Matteo era un esattore delle tasse, quindi, legato ad un’attività materiale e molto distante dalla spiritualità predicata dal Messia. Nel dipinto non è chiaro chi sia Matteo. Tradizionalmente, secondo alcuni storici è l’uomo con la folta barba che indica a sinistra. Recentemente è stata proposta l’ipotesi che, invece, Matteo sia il ragazzo seduto a capotavola, su di una sedia con la spalliera ricurva. La luce direzionata, che proviene da destra, dall’alto, simboleggia la luce della misericordia divina. La sua fonte è coincidente con l’alto dei cieli, Dio Padre, la provenienza a destra, invece, con l’ingresso di Cristo.
San Matteo e Genova
A Genova al Santo che celebriamo il 21 settembre è dedicata la chiesa fondata dalla famiglia Doria. La chiesa di San Matteo fu fondata nel 1125 da Martino Doria come chiesa gentilizia della propria famiglia.
Martino Doria, entrato nei frati benedettini dell'abbazia di San Fruttuoso di Capodimonte dopo essere rimasto vedovo, ottenne dal Vescovo Sigifredo di poter costruire una piccola chiesa su terreni di proprietà della famiglia nei pressi della Cattedrale di San Lorenzo. L'intitolazione della nuova chiesa a San Matteo era legata alla sua professione di gabelliere, proprio come i Doria, che pertanto ne fecero il loro patrono.
La chiesa, in stile romanico, fu consacrata nel 1132 dal Vescovo Siro II alla presenza di Papa Innocenzo II; fu inizialmente un priorato dipendente dall'abbazia di San Fruttuoso di Capodimonte, mentre il giuspatronato ed il diritto parrocchiale dei Doria, anche se di fatto esercitati fin dalle origini, sarebbero stati sanciti ufficialmente solo nel 1413 con due bolle di Giovanni XXIII.

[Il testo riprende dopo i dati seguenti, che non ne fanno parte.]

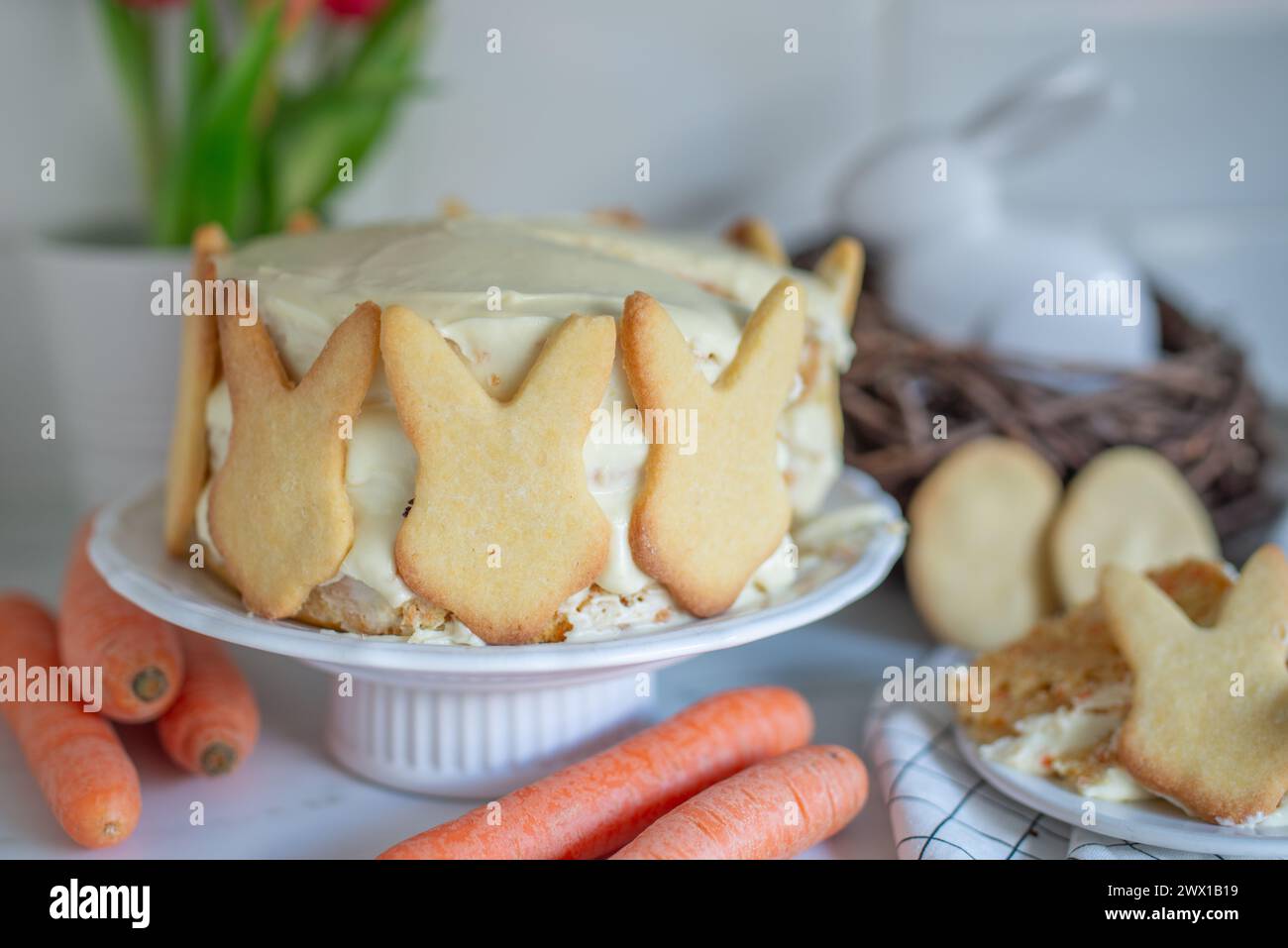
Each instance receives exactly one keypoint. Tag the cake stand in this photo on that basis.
(455, 720)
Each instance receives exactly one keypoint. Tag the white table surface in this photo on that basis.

La chiesa venne completamente ricostruita nel 1278, arretrandone la facciata rispetto alla precedente chiesa romanica. La nuova chiesa, in stile gotico, più grande della precedente, venne realizzata nello stesso stile dei palazzi della famiglia, con i quali è direttamente collegata e dei quali riprende le arcate ogivali e il paramento a strisce bianche e nere, realizzato alternando marmo bianco e pietra di Promontorio; a sottolineare il suo ruolo di centro prestigioso della consorteria sulle liste di marmo bianco sono descritte le imprese della famiglia Doria.

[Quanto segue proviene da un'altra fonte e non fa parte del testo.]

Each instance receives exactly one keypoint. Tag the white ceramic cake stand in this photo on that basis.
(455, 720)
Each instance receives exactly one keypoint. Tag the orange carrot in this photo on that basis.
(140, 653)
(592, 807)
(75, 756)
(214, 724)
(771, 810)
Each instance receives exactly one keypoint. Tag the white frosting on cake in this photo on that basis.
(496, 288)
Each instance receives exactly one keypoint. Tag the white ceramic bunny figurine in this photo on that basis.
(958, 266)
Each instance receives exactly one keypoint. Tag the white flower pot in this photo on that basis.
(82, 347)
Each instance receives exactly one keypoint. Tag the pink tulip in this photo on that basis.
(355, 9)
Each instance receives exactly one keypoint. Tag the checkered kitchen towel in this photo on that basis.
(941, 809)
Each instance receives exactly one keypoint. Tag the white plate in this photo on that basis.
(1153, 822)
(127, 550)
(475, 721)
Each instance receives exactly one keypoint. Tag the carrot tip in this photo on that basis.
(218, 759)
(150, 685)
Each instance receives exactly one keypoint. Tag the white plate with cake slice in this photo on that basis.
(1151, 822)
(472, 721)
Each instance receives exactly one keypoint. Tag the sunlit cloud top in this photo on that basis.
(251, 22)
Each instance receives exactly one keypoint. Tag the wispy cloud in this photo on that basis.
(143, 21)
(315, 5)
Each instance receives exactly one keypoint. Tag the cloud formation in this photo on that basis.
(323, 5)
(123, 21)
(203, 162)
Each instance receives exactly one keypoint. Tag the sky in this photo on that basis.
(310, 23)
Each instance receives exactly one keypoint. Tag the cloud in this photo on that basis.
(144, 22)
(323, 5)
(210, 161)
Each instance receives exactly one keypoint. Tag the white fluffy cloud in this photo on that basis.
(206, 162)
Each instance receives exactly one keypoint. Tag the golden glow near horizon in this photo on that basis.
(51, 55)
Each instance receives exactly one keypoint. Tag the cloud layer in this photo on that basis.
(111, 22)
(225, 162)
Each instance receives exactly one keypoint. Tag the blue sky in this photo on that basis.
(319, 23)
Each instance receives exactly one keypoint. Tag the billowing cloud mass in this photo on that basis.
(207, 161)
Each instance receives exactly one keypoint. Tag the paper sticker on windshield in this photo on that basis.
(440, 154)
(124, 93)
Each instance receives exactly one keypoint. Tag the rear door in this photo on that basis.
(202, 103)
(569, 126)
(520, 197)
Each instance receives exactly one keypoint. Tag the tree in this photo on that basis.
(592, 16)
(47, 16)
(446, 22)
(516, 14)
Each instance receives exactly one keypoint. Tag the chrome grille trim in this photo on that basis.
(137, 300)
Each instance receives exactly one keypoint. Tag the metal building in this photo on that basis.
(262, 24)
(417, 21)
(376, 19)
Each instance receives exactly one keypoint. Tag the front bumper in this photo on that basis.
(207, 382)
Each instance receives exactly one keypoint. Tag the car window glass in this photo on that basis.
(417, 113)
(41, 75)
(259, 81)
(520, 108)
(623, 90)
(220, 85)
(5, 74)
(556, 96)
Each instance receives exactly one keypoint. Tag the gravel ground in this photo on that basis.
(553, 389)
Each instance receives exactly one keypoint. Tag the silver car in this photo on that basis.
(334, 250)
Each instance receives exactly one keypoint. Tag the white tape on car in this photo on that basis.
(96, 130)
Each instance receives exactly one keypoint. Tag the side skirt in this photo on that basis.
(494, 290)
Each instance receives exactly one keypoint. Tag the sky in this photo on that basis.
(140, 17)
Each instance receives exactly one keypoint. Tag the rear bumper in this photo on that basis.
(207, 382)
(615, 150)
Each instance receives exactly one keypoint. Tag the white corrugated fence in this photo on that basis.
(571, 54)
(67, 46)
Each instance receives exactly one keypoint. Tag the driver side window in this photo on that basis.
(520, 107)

L'edificio fu rinnovato a metà del XVI secolo per volere di Andrea Doria: tra il 1543 e il 1547 Giovanni Angelo Montorsoli provvide alla ristrutturazione e decorazione del presbiterio e della cupola ed alla realizzazione della sottostante cripta, poi tra il 1557 e il 1559 su progetto di Giovan Battista Castello vennero radicalmente modificate le navate e, con la collaborazione di Luca Cambiaso, fu realizzata la decorazione, raffigurante episodi della vita di San Matteo.